By a vote of 25 to 20, the IWC adopted the Berlin Initiative, named after the German city that's hosting this year's meeting; the initiative, among other things, provides for the creation of a conservation committee to draft a "Conservation Agenda" as well as the means to implement it. Passage of the initiative came hours after pro-whaling Japan fired the opening salvo of the meeting when the country attempted to wipe the agenda clean of any conservation items, including whale watching, whale sanctuaries, and (of course), the Berlin Initiative. Japan argued that such items had no place in an international body ostensibly devoted to regulating whaling.
"The Berlin Initiative finally brings the IWC into the 21st century," noted Patricia Forkan, The HSUS's executive vice president who has been attending IWC meetings since 1973. "The decision formally acknowledges the IWC's evolution over the past 50-plus years. This is an organization that has progressed well beyond the mere regulation of whaling and into the more enlightened arena of conservation, which will benefit all generations, including those not even born yet."
The Berlin Initiative almost didn't make it to a vote. Japan tried to kill it based on a procedural flaw, but Mexico, the initiative's author, removed the offending language without diminishing the document, and the vote proceeded. A Mexican commissioner set the tone for the vote by announcing: "A vote against this resolution is a vote against conservation."
The delegates responded in kind, although the vote clearly split along anti-whaling and pro-whaling lines, Forkan said. By passing the initiative, the commissioners have, as one observer noted, "put on record the foundations for more work on protecting whales and dolphins, both large and small, from by-catch, pollution, ship collisions and other growing threats to their populations."

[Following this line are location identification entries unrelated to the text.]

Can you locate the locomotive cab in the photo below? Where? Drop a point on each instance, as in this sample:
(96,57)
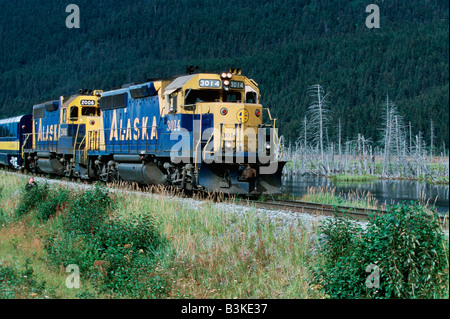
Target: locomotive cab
(59,134)
(229,138)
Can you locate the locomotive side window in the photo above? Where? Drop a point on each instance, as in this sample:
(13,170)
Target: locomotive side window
(232,97)
(250,97)
(64,116)
(173,102)
(89,111)
(194,96)
(74,113)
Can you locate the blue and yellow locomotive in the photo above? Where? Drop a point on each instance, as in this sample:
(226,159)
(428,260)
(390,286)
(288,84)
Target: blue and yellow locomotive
(199,131)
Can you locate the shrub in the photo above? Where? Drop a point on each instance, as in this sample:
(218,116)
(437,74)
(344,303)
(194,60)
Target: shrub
(118,255)
(87,211)
(407,246)
(19,282)
(55,202)
(31,197)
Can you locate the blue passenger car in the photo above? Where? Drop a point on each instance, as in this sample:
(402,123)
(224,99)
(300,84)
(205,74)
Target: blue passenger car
(12,132)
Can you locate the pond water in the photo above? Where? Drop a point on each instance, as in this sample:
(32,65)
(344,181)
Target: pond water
(385,191)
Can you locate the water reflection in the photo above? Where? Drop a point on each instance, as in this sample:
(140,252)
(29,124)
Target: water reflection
(385,191)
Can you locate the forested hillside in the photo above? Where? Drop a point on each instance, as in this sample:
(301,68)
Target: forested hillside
(284,45)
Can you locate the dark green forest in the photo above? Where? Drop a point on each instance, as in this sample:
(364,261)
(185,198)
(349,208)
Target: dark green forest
(284,45)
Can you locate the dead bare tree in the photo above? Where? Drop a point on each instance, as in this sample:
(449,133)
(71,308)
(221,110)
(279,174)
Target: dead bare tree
(318,114)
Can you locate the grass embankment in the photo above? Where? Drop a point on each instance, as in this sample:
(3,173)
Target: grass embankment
(134,246)
(325,195)
(353,178)
(208,252)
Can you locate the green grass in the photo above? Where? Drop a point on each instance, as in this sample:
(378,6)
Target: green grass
(212,253)
(209,251)
(353,178)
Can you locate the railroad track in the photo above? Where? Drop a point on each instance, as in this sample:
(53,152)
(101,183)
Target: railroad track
(321,209)
(315,209)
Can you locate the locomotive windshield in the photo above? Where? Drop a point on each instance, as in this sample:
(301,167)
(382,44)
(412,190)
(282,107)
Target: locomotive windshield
(194,96)
(232,97)
(90,111)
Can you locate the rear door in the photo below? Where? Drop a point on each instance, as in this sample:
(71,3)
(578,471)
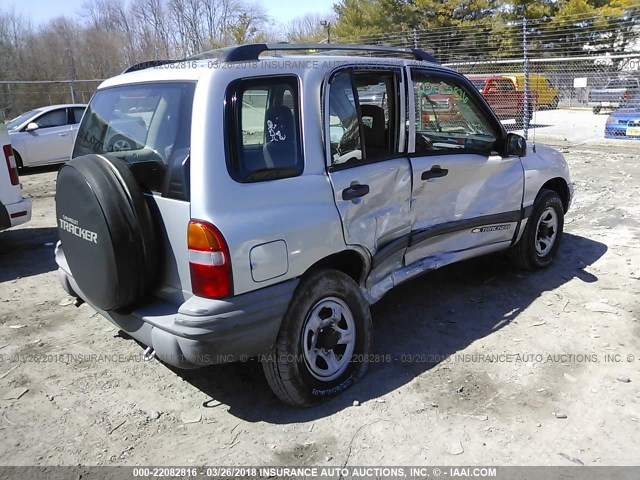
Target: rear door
(465,195)
(368,168)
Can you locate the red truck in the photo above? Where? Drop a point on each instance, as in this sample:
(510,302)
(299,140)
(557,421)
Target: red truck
(503,97)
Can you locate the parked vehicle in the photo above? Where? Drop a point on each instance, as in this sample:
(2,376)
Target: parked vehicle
(261,208)
(624,123)
(14,209)
(45,135)
(614,94)
(547,93)
(504,98)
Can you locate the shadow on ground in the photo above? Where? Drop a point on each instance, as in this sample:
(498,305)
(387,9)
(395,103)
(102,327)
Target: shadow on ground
(419,317)
(37,170)
(25,252)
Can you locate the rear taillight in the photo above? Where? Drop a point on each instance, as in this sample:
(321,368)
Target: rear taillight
(209,261)
(11,164)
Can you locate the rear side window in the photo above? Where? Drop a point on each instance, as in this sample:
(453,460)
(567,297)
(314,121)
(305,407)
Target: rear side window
(263,116)
(76,114)
(146,125)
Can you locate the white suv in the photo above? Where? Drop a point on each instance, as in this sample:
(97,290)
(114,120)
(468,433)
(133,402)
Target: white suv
(14,209)
(246,205)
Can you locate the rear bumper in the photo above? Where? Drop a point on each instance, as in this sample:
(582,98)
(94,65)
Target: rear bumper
(15,214)
(618,131)
(200,331)
(605,103)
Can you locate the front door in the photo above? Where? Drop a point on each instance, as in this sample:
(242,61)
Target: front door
(368,168)
(465,195)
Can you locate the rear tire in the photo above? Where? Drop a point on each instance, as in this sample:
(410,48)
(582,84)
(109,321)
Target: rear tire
(541,237)
(324,341)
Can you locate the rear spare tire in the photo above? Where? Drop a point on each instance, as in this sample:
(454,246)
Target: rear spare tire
(107,231)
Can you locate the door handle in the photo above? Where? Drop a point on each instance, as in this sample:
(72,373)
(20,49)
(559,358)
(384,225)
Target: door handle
(435,172)
(355,191)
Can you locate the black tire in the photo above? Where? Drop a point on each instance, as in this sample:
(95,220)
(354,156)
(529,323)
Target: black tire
(107,232)
(542,235)
(288,366)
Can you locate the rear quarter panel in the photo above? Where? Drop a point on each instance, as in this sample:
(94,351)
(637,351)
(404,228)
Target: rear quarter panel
(299,211)
(541,164)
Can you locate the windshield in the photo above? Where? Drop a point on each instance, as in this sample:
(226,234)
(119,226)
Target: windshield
(479,84)
(16,122)
(146,125)
(633,102)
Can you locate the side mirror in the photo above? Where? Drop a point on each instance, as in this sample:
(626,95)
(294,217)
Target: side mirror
(515,145)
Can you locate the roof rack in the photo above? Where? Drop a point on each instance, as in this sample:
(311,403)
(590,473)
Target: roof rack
(149,64)
(251,52)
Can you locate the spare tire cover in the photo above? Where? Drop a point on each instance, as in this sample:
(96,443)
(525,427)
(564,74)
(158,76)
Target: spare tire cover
(107,231)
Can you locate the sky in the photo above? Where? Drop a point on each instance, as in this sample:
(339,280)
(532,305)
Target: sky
(282,11)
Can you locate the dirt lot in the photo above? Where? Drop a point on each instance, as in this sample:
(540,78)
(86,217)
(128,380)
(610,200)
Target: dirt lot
(488,365)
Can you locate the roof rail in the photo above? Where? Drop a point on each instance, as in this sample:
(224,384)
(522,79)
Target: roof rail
(251,52)
(149,64)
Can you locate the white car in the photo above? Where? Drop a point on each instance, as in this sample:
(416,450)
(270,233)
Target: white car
(14,209)
(45,135)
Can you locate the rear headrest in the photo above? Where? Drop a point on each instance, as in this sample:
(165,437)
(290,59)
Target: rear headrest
(279,124)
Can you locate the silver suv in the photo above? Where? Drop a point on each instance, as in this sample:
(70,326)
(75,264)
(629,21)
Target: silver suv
(247,204)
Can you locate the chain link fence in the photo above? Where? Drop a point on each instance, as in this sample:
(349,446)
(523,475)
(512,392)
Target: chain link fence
(556,79)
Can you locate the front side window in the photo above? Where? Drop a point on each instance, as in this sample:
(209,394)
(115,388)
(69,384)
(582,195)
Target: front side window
(56,118)
(448,119)
(264,116)
(146,125)
(76,114)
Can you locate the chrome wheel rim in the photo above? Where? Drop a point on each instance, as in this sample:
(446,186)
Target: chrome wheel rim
(546,232)
(328,339)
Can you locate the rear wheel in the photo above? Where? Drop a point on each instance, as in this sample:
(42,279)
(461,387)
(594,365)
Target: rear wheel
(323,343)
(541,237)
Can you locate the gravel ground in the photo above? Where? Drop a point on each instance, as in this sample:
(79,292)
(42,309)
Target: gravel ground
(479,363)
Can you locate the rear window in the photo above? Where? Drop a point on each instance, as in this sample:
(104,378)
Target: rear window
(263,120)
(146,125)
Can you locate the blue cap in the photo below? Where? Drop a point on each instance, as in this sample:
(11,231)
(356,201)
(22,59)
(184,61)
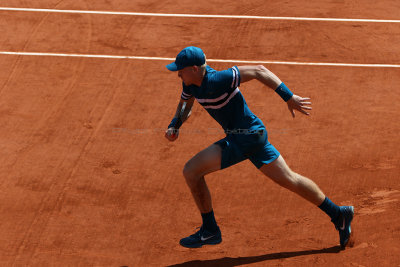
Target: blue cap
(189,56)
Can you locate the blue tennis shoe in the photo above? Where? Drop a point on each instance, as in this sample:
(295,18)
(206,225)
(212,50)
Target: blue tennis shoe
(342,224)
(202,237)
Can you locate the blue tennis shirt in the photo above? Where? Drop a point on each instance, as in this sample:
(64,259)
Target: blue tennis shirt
(219,94)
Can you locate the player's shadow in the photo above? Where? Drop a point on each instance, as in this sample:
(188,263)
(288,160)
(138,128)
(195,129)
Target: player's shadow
(266,257)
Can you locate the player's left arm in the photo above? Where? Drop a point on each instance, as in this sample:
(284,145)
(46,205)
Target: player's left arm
(265,76)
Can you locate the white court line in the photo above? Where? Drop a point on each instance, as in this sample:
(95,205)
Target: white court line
(191,15)
(208,60)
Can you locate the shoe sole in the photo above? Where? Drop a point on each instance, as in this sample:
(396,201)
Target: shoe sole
(216,242)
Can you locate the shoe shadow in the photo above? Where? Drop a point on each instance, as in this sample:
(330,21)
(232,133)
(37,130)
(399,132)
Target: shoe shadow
(225,262)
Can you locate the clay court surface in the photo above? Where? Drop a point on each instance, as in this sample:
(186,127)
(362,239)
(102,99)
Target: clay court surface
(88,179)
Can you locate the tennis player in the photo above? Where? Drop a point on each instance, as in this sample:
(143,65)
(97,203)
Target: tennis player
(246,138)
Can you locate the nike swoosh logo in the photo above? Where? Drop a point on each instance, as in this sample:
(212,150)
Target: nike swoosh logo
(342,227)
(205,238)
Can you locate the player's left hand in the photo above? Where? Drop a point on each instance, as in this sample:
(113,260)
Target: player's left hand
(298,103)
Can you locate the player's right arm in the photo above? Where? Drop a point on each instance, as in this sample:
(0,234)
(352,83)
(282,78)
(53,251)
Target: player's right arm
(183,111)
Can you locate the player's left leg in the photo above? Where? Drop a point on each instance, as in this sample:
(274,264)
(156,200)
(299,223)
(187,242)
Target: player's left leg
(342,216)
(280,173)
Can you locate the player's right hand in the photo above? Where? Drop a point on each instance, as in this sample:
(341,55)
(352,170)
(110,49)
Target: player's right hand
(172,134)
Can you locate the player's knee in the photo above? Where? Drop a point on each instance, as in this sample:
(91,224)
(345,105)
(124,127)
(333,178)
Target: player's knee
(189,171)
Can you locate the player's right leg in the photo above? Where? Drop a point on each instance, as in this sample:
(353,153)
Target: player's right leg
(342,216)
(204,162)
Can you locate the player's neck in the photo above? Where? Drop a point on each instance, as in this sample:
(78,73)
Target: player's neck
(199,79)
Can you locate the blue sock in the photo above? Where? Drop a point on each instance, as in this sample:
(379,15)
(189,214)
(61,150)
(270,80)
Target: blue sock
(330,208)
(209,222)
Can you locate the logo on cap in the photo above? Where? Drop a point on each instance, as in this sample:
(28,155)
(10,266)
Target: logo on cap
(189,56)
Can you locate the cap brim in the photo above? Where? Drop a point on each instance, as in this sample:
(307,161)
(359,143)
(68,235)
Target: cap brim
(172,67)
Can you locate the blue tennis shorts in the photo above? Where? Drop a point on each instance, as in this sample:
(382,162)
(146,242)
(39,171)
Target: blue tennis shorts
(253,145)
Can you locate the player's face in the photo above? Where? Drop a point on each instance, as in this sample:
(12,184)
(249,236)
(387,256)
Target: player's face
(187,75)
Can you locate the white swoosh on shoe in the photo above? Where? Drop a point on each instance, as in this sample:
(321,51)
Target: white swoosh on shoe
(205,238)
(342,227)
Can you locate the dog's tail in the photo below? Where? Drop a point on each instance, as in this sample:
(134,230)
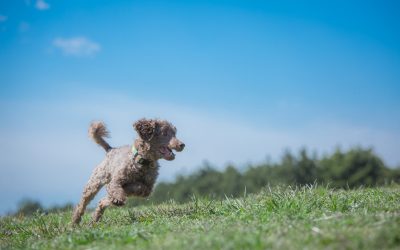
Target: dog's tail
(97,131)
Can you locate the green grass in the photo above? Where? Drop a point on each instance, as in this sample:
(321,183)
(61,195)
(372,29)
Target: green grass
(281,218)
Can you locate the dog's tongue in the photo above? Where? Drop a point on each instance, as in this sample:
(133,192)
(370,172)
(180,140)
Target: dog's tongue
(166,152)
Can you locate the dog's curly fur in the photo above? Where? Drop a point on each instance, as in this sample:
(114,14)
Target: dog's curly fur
(121,172)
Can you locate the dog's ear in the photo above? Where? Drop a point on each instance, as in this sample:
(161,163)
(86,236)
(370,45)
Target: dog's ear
(145,128)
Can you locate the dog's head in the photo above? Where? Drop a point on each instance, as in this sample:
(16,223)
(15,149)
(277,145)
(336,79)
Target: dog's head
(159,138)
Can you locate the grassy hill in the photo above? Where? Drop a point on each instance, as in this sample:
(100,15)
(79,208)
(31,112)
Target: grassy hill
(279,218)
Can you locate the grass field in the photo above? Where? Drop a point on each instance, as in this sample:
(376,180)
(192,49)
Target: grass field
(277,218)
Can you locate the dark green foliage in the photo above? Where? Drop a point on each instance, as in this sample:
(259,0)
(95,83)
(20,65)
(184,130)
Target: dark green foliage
(357,167)
(28,207)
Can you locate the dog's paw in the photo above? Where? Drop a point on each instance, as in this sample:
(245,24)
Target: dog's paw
(118,202)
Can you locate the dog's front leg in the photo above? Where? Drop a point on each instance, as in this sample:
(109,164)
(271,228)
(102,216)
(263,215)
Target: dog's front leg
(116,192)
(138,189)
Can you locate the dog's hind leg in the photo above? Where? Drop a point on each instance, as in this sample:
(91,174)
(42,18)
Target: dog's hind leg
(103,204)
(96,182)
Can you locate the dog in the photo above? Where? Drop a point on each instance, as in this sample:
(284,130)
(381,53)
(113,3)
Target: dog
(128,170)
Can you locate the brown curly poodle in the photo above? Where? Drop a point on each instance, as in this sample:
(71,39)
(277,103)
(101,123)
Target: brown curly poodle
(128,170)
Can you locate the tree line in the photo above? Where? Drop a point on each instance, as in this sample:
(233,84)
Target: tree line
(350,169)
(341,169)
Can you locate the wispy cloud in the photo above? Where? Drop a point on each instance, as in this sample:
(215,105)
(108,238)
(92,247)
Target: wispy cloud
(24,26)
(3,18)
(42,5)
(77,46)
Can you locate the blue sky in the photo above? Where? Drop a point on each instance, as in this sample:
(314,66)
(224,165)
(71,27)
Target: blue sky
(240,79)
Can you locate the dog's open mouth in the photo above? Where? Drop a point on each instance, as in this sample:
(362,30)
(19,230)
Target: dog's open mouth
(167,153)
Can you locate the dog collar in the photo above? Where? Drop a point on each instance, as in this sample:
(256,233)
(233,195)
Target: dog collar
(139,158)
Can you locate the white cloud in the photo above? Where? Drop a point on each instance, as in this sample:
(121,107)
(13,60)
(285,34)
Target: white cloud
(24,26)
(77,46)
(42,5)
(3,18)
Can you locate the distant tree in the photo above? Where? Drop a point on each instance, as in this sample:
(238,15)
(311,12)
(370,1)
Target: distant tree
(305,171)
(354,168)
(28,207)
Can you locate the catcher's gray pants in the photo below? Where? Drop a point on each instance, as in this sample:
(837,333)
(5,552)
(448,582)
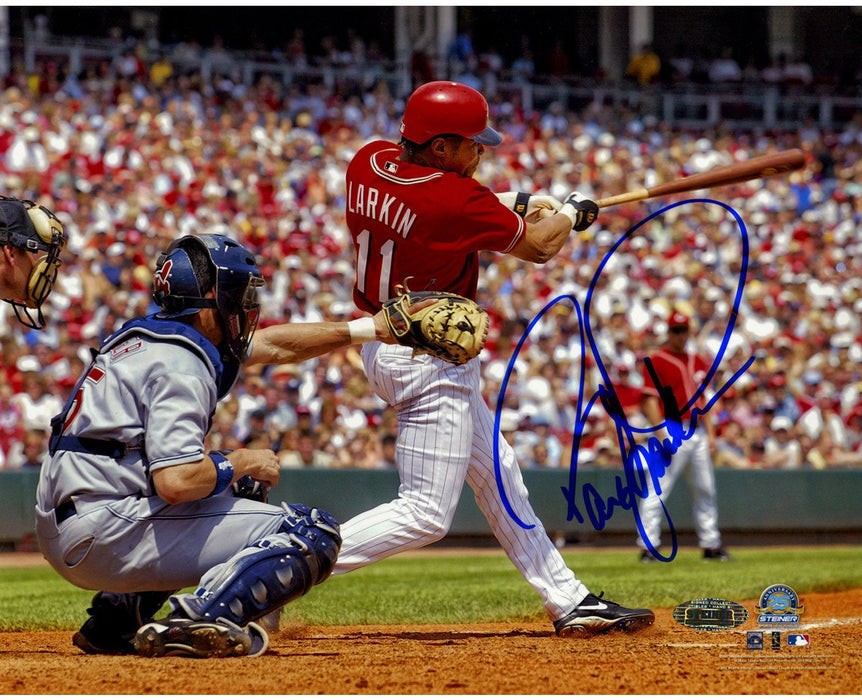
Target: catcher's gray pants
(144,544)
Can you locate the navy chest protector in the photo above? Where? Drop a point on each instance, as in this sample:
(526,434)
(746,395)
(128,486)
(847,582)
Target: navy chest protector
(226,373)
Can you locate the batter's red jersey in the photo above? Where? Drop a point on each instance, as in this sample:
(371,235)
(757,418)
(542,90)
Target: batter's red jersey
(414,221)
(682,372)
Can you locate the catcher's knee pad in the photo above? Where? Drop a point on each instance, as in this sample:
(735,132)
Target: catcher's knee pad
(316,533)
(269,573)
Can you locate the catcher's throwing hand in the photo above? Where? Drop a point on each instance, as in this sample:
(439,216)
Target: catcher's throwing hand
(441,324)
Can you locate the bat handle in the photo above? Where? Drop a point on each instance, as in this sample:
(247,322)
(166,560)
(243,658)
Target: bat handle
(633,196)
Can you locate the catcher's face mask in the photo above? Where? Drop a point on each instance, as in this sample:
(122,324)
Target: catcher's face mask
(178,291)
(35,229)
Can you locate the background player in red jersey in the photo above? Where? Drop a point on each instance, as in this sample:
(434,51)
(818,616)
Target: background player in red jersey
(682,373)
(417,214)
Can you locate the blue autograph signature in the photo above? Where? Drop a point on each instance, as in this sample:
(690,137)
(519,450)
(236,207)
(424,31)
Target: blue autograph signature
(643,464)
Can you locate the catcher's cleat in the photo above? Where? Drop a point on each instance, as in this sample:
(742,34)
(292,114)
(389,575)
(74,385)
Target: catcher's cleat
(595,615)
(716,554)
(94,639)
(197,639)
(114,619)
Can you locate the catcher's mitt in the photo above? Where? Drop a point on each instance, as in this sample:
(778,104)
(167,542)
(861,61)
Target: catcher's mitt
(441,324)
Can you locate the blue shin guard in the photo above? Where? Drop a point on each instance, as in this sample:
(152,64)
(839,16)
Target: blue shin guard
(269,573)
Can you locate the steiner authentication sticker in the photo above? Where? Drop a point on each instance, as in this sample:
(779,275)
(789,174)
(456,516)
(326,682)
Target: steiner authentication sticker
(710,614)
(779,605)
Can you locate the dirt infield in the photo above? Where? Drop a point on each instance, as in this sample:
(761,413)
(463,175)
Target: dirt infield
(517,658)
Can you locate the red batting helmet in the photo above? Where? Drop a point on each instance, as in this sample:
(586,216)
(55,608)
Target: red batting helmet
(444,107)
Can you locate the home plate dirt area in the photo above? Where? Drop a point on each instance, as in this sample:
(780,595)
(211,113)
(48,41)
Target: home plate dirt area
(500,658)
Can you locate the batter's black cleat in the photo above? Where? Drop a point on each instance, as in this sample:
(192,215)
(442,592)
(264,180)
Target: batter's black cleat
(200,639)
(595,615)
(716,554)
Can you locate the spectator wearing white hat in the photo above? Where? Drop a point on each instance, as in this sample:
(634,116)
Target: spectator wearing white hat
(781,448)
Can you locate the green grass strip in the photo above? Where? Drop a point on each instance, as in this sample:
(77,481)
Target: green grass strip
(482,586)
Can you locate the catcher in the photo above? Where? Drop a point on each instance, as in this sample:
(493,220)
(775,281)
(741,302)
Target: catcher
(129,502)
(32,240)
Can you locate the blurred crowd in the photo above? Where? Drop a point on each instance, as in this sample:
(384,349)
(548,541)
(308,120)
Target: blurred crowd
(135,152)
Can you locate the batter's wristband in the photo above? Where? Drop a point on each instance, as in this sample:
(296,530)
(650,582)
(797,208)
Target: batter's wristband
(522,199)
(224,472)
(362,330)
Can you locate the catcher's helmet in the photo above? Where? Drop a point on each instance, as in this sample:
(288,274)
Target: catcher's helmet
(444,107)
(30,227)
(180,288)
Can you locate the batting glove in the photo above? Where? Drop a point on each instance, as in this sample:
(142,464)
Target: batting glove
(580,210)
(531,207)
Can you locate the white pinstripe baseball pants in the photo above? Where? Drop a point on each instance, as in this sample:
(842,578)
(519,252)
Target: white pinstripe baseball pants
(445,437)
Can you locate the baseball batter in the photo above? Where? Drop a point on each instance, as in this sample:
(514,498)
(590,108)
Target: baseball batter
(129,502)
(417,216)
(683,374)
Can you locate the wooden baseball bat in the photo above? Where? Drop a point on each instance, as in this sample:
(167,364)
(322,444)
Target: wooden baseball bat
(752,169)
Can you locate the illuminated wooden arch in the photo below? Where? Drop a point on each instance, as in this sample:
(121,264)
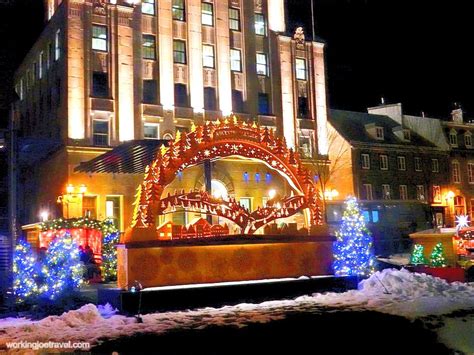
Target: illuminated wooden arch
(214,141)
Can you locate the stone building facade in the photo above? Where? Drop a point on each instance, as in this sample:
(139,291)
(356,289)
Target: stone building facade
(104,73)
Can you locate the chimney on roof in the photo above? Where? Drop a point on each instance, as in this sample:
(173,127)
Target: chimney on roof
(457,114)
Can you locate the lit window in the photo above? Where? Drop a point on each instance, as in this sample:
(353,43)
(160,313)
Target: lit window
(468,140)
(456,172)
(453,138)
(57,45)
(262,64)
(179,52)
(234,19)
(418,164)
(383,162)
(207,14)
(365,161)
(178,10)
(149,47)
(300,69)
(470,172)
(420,192)
(151,131)
(403,192)
(386,192)
(99,38)
(368,192)
(100,133)
(148,7)
(260,25)
(402,163)
(236,60)
(208,56)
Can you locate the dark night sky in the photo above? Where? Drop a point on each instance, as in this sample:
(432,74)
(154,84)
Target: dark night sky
(418,55)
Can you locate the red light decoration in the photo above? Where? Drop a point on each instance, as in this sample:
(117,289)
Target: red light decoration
(214,141)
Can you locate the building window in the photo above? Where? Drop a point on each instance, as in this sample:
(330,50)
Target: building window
(420,192)
(99,38)
(365,158)
(151,131)
(418,164)
(456,172)
(207,14)
(89,207)
(237,101)
(437,194)
(148,47)
(181,95)
(178,10)
(150,94)
(179,52)
(100,85)
(113,210)
(210,100)
(57,45)
(300,69)
(470,172)
(236,60)
(148,7)
(260,25)
(262,64)
(403,192)
(303,107)
(379,133)
(383,162)
(100,133)
(40,65)
(368,192)
(401,163)
(453,138)
(263,104)
(468,140)
(208,56)
(234,19)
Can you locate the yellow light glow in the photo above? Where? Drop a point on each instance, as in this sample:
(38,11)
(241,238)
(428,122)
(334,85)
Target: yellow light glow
(70,189)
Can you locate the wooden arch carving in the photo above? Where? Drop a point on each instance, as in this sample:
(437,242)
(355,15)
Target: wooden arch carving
(218,140)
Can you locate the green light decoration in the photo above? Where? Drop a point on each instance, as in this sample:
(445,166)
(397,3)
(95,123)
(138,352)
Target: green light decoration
(417,256)
(25,273)
(353,252)
(62,270)
(438,258)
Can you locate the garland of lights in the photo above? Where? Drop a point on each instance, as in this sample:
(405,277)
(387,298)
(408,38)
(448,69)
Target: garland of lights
(438,258)
(418,257)
(353,252)
(25,272)
(110,238)
(63,270)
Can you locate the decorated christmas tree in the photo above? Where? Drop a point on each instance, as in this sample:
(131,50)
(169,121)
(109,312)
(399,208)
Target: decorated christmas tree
(63,270)
(110,238)
(438,258)
(417,257)
(24,272)
(353,253)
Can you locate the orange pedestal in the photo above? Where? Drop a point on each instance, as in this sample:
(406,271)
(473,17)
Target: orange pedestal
(166,263)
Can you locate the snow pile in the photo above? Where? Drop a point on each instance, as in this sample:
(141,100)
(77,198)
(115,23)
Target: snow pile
(401,292)
(406,294)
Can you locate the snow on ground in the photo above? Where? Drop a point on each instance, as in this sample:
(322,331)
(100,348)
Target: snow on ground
(389,291)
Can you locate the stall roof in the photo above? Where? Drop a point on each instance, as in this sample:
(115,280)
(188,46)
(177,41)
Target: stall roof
(128,158)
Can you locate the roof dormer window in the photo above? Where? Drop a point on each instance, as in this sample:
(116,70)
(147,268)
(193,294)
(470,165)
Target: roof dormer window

The initiative could also have a beneficial side effect, The HSUS's Forkan noted. It could entice other countries to join the International Whaling Commission, particularly those nations that have historically viewed the IWC as a group that just argues about whale hunting all the time. "It could mean that those countries actually interested in whale conservation might join the IWC, which would help off-set the pro-whaling nations that Japan has enticed into the organization," Forkan said.
The opening day clearly didn't play out well for Japan, which hosted last year's IWC meeting. Not only did the island nation lose on the conservation votes, but it also lost on a proposal to allow secret ballots. According to the Associated Press, Japanese officials threatened to walk out of the IWC meeting if the Berlin Initiative passed.
Only time will tell if Japan follows through on its threat.